| name | glmocr-sdk |
| description | Trigger when: (1) User wants to extract text, tables, formulas, or structured data from images/PDFs/scanned documents, (2) User mentions "OCR", "文字识别", "文档解析", (3) User has a document (screenshot, scanned page, invoice, paper, whiteboard photo) and needs its content in structured form, (4) User asks to parse, digitize, or extract content from a visual document.
Invokes the GLM-OCR SDK (pip install glmocr) to parse documents via Zhipu's cloud API. No GPU required. Returns structured JSON (regions with labels + bounding boxes) and Markdown. Agent can operate entirely via CLI — no YAML files needed.
NOT for: real-time camera feeds, audio transcription, or non-document images (photos, illustrations).
|
| metadata | {"openclaw":{"requires":{"env":["ZHIPU_API_KEY"]},"primaryEnv":"ZHIPU_API_KEY","emoji":"📄","homepage":"https://github.com/zai-org/GLM-OCR/tree/main/skills/sdk"}} |
OpenClaw Skill: glmocr
Parses documents (images, PDFs, scans) via the GLM-OCR SDK.
📌 On-demand: This skill requires only ZHIPU_API_KEY in the environment. No YAML config files or GPU needed.
⚡ Quick Start
pip install glmocr
export ZHIPU_API_KEY=sk-xxx
echo "ZHIPU_API_KEY=sk-xxx" >> .env
import glmocr
result = glmocr.parse("document.pdf")
print(result.markdown_result)
print(result.to_dict())
glmocr parse image.png --api-key sk-xxx
glmocr parse image.png --env-file /path/to/.env
glmocr parse image.png
glmocr parse ./scans/ --output ./output/ --stdout
Configuration Priority
Constructor kwargs > os.environ > .env file > config.yaml > built-in defaults
Agents override everything via constructor kwargs or env vars — no YAML editing needed.
Key Environment Variables
| Variable | Description | Example |
|---|
ZHIPU_API_KEY | API key (required for MaaS) | sk-abc123 |
GLMOCR_MODEL | Model name | glm-ocr |
GLMOCR_TIMEOUT | Request timeout (seconds) | 600 |
GLMOCR_ENABLE_LAYOUT | Layout detection on/off | true |
GLMOCR_LOG_LEVEL | DEBUG / INFO / WARNING / ERROR | INFO |
Python API
Convenience function (single call)
import glmocr
result = glmocr.parse("invoice.png")
results = glmocr.parse(["page1.png", "page2.png", "report.pdf"])
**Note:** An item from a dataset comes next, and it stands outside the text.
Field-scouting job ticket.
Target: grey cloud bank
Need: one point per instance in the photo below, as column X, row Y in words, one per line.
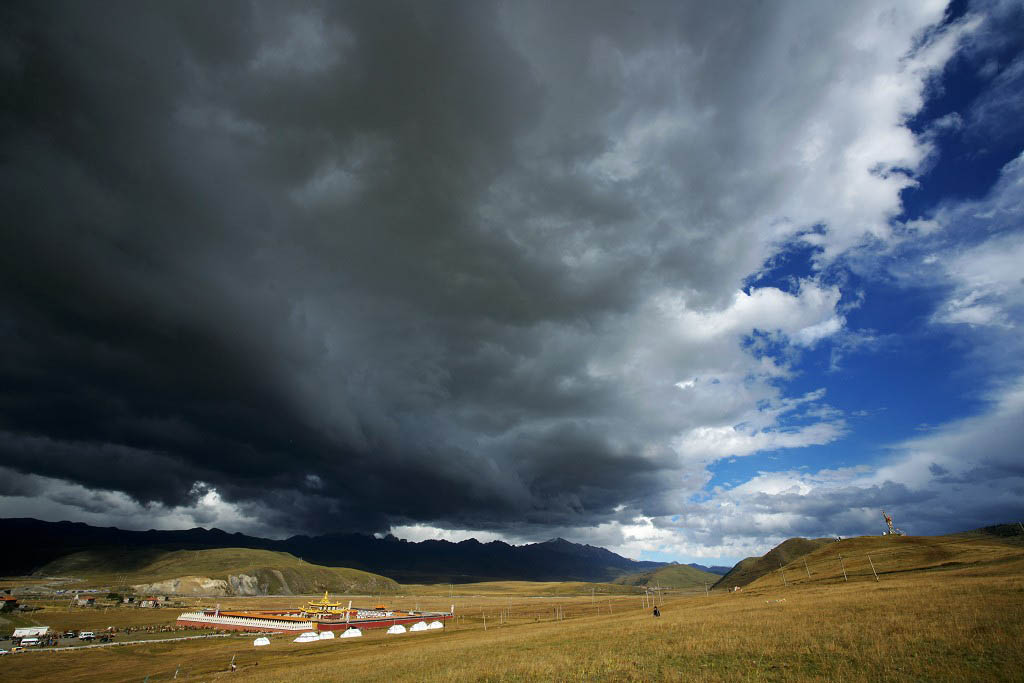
column 353, row 266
Class-based (multiple calls / resource reuse)
from glmocr import GlmOcr
parser = GlmOcr(api_key="sk-xxx")
parser = GlmOcr(mode="maas")
with GlmOcr(api_key="sk-xxx") as parser:
result = parser.parse("document.png")
print(result.markdown_result)
parser.close()
Constructor Parameters
| Parameter | Type | Description |
|---|
api_key | str | API key. Providing this auto-enables MaaS mode. |
api_url | str | Override MaaS endpoint URL |
model | str | Model name override |
timeout | int | Request timeout in seconds (default: 600) |
enable_layout | bool | Enable layout detection |
log_level | str | Logging level |
Working with PipelineResult
Fields
result.markdown_result
result.json_result
result.original_images
json_result structure
List of pages → list of regions per page:
[
[
{
"index": 0,
"label": "title",
"content": "Annual Report 2024",
"bbox_2d": [100, 50, 900, 120]
},
{
"index": 1,
"label": "table",
"content": "| Q1 | Q2 |\n|---|---|\n| 120 | 145 |",
"bbox_2d": [100, 140, 900, 400]
}
]
]
Bounding boxes (bbox_2d): [x1, y1, x2, y2] normalised to 0–1000 scale.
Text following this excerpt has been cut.